フランお嬢様はそう言うと、俺の口にキスしてきた。

 

(・・・久しぶりに、ゆったりした時間を過ごせるな)

 

「鏡~夜!」

 

そんな事を考えていると、今度はレミリアお嬢様が入ってきた。

 

まあ、またもや俺は固まってしまったよ。

 

レミリアお嬢様の髪は濡れており、こっちはキラキラと光っているのではなく。透き通っていた感じだった。

 

そして、こちらも薄着を着ているため、よく見れば体が透けて見える。

 

「あら? フランもいたの?」

 

「うん」

 

レミリアお嬢様は俺に近寄てくると、余っている方の膝の上に乗った。

 

「はふ~やっぱり、鏡夜の膝の上は落ち着くわ~」

 

「だよね~」

 

レミリアお嬢様はそう言うと、フランお嬢様と同様に俺の胸に後頭部をのせてきた。
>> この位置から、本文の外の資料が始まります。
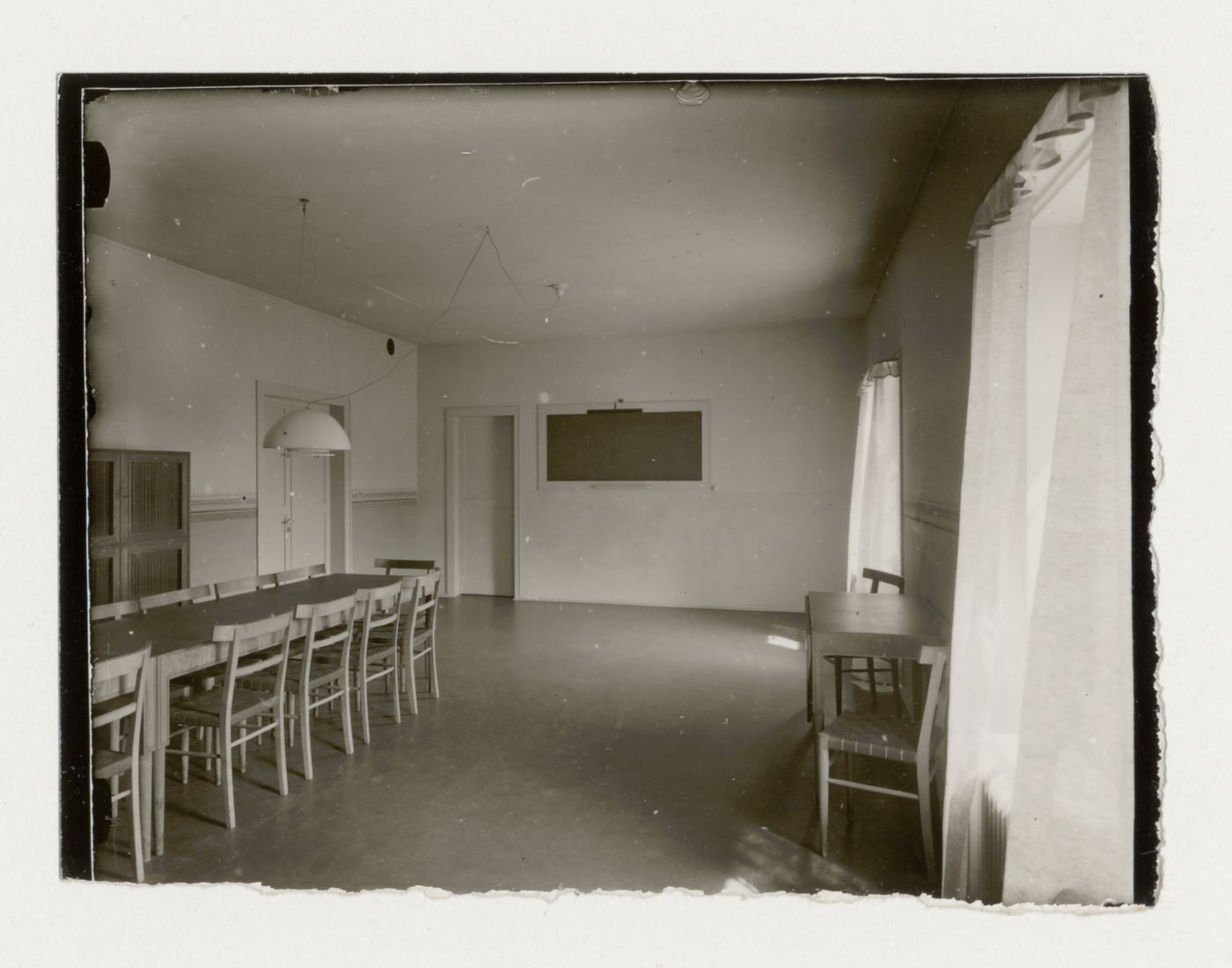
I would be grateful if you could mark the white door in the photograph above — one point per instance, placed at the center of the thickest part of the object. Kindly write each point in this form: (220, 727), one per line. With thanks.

そしてレミリアお嬢様も甘い匂いを放っており、俺の鼻を擽った。

 

「鏡夜、抱きしめて~」

 

「私もね」

 

「わかりました」

 

俺は言われた通りにお嬢様達をギュッと抱きしめた。すると、お嬢様達はこちらに体を向けて抱きついてきた。

 

「は~本当に、可愛すぎですよ。お嬢様」

 

「「鏡夜もかっこよすぎだよ!」」

 

お嬢様達はそう言うと、俺に思いっきり抱きついてきた。

 

「「鏡夜、温めて」」

 

俺は一旦お嬢様達を離して、上着を脱いで二人に掛けてから再び抱きしめた。

 

「「鏡夜、暖かい」」

 

お嬢様達は頬を少し赤くして、上目遣いで言ってきた。

 

「あ~もう~可愛すぎです!」

 

俺はそのまま、ギュッと二人を抱きしめて、夜を過ごした。